Making Life Decisions booklet
Advanced Care Planning: Making Life Decisions: To help you make informed advanced care planning decisions, the team at Kokua Mau has developed this wonderful resource for your use. You may view the booklet here. Download PDF
An Advance Directive is a set of instructions, usually written, that allows you to specify the kind of treatment you would want if you are ill and unable to speak for yourself. The Living Will and the Durable Healthcare Power of Attorney are advance directives and we suggest you have both. With an advance directive, you can inform your doctor what your wishes are. You may change your advance directives at any time. Only you can change your advance directive. Each state has its own laws about advance directives and you should be aware of the laws in your state. Generally you can prepare advance directives in several ways:
- Download booklet
- Use computer software for legal documents
- Download forms from web sites (Hawaii Advanced Health Care Directive Form)
- Write your wishes clearly on paper
- Obtain forms from the local health department or state department on aging
- Utilize an attorney
Durable Healthcare Power of Attorney
A Durable Healthcare Power of Attorney is an advance directive that allows you to name an agent to speak for you in medical matters if you cannot speak for yourself either because of illness or an accident. Your agent should know your wishes and agree to follow them.
A Living Will is an advance directive that states your wishes for medical treatment, including artificial nutrition and hydration, when you are in imminent danger of dying.

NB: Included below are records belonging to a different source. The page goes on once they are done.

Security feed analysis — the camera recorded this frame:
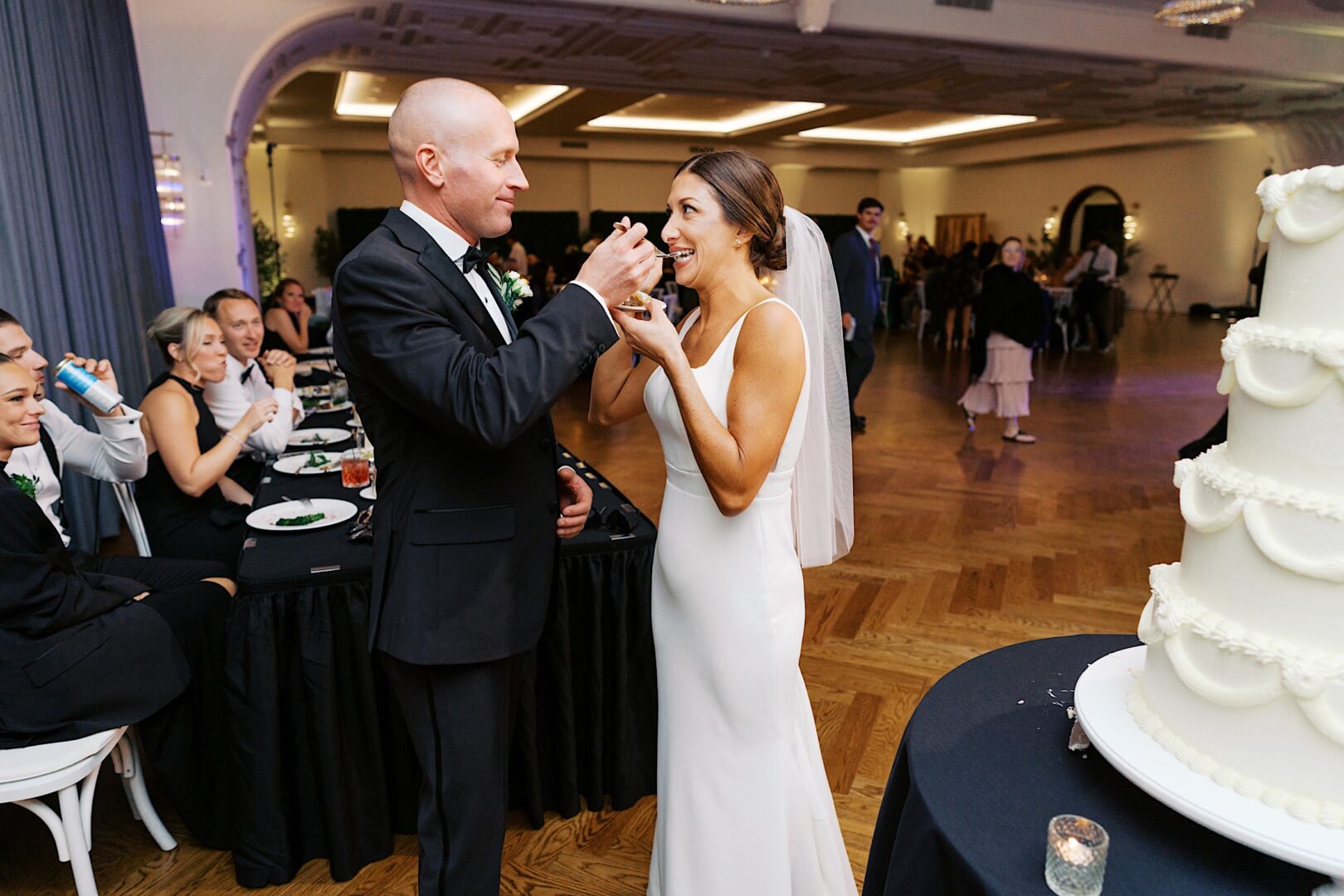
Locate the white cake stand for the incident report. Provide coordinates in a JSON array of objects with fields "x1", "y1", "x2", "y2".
[{"x1": 1074, "y1": 647, "x2": 1344, "y2": 896}]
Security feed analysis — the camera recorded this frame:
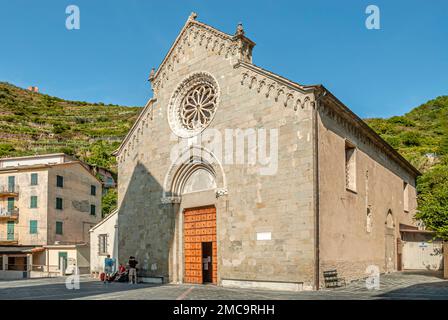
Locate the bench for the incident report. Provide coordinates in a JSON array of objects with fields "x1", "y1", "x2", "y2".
[{"x1": 324, "y1": 269, "x2": 345, "y2": 288}]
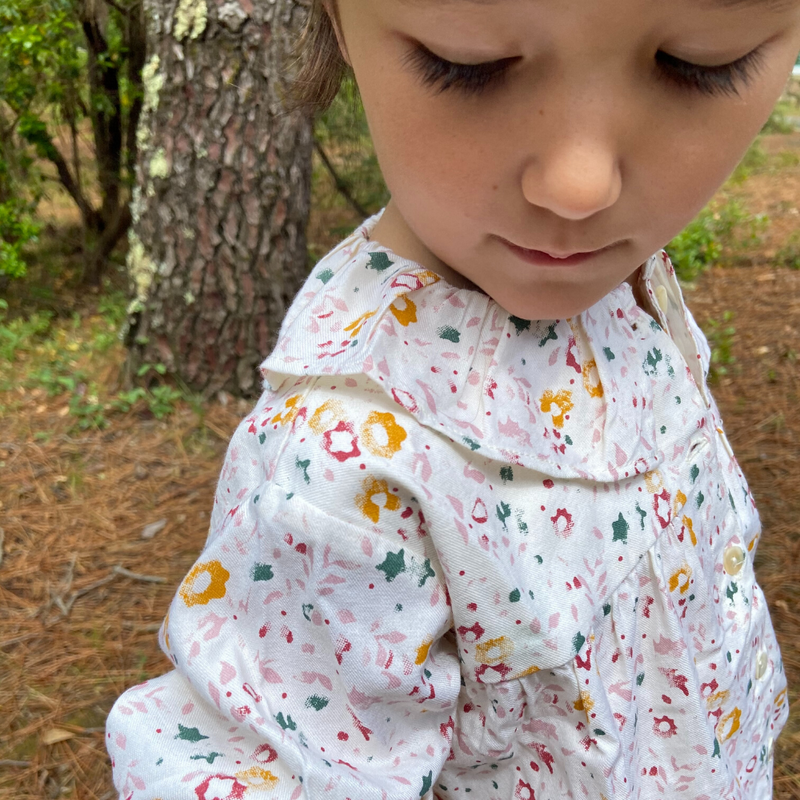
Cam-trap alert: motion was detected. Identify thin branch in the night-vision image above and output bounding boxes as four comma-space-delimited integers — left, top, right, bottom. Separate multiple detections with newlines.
112, 564, 167, 583
314, 139, 369, 217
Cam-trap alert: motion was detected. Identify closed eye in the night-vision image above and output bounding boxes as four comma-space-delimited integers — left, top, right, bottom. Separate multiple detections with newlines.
403, 45, 519, 95
403, 44, 763, 97
656, 48, 763, 97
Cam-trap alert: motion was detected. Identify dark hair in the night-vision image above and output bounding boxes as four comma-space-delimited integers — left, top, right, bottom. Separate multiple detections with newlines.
286, 0, 350, 116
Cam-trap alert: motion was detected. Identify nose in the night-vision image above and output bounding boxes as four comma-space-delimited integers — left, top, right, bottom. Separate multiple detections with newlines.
522, 132, 622, 220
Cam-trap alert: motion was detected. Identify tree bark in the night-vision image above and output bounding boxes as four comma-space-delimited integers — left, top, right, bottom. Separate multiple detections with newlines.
127, 0, 312, 396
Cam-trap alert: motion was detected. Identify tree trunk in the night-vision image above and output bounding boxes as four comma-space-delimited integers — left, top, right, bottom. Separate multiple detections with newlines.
127, 0, 312, 396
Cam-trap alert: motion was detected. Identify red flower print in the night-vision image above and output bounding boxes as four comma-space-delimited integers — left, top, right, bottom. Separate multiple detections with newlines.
514, 778, 536, 800
550, 508, 575, 539
322, 420, 361, 462
653, 715, 678, 739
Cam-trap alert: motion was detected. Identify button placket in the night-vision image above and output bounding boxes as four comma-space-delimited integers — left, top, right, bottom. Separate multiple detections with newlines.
756, 650, 769, 681
722, 544, 747, 577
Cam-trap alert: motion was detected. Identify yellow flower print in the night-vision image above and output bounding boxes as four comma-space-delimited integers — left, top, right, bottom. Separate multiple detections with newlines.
236, 767, 279, 789
669, 564, 692, 594
361, 411, 407, 458
644, 469, 664, 494
717, 708, 742, 742
414, 639, 433, 666
389, 295, 417, 328
308, 400, 347, 436
583, 359, 604, 397
345, 311, 376, 339
539, 389, 574, 428
178, 561, 231, 606
356, 477, 402, 524
681, 515, 697, 547
272, 394, 302, 425
572, 690, 594, 714
475, 636, 514, 666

Five Wishes – a form of a Living Will
Five Wishes is the first form of a living will that takes into consideration your personal, emotional and spiritual needs. It is an easy-to-complete form that lets you say exactly what you want. Once it is filled out and properly signed it is valid under the laws of most states. There are many things in life that are out of our hands. The five wishes document gives you a way to control something very important – how you are treated when you are seriously ill. For a link to the Five Wishes document see the bottom of this page.
Five Wishes link: www.fivewishes.org/
Community Resources for Older Adults
You will find links below to the Aging and Disability Resource Center, a one-stop source for information, assistance, and access to community resources and services for older adults, people with disabilities and family caregivers. The Aging and Disability Resource Center serves as a virtual Aging and Disability Resource Center that, combined with traditional face-to-face services, provides greater options for accessing information, assistance, and referral for families living either near and far.
For more information you may also contact the Maui County Office on Aging Main
Telephone: (808) 270-7774
Located at 2200 Main Street, Suite 547, Wailuku, HI 96793
www.hawaii.adrc.org or www.mauicountyadrc.org
POLST (Physician’s Orders for Life-Sustaining Treatment)
POLST (Physician’s Orders for Life-Sustaining Treatment) is a physician’s order that gives patients more control over their end-of-life care. It specifies the types of treatments that a patient wishes to receive towards the end of life. Completing a POLST form encourages communication between healthcare providers and patients, enabling patients to make more informed decisions. The POLST form documents those decisions in a clear manner and can be quickly understood by all providers, including first responders and emergency medical services (EMS) personnel. As a result, the patient’s wishes can be honored across all settings of care. The POLST form is usually completed on a distinctive bright lime-green form, but is also freely available from the internet and is acceptable in black and white. The bright color is to make the form quickly visible to families and emergency medical services personnel. The lime-green color is also easily copied. A copy is a valid document.
POLST does not replace an Advance Health Care Directive (AD). The AD can provide a significant amount of more detail about an individual’s wishes and preferences for treatment. In addition, the AD is the most common mechanism for designating a surrogate decision maker for the patient. The POLST does not provide for the designation of a surrogate decision maker.
For the patient at home, the POLST form should be kept in a place readily accessible by family members. Examples include on the refrigerator, in the medicine cabinet, on the back of a bedroom door or on a bedside table.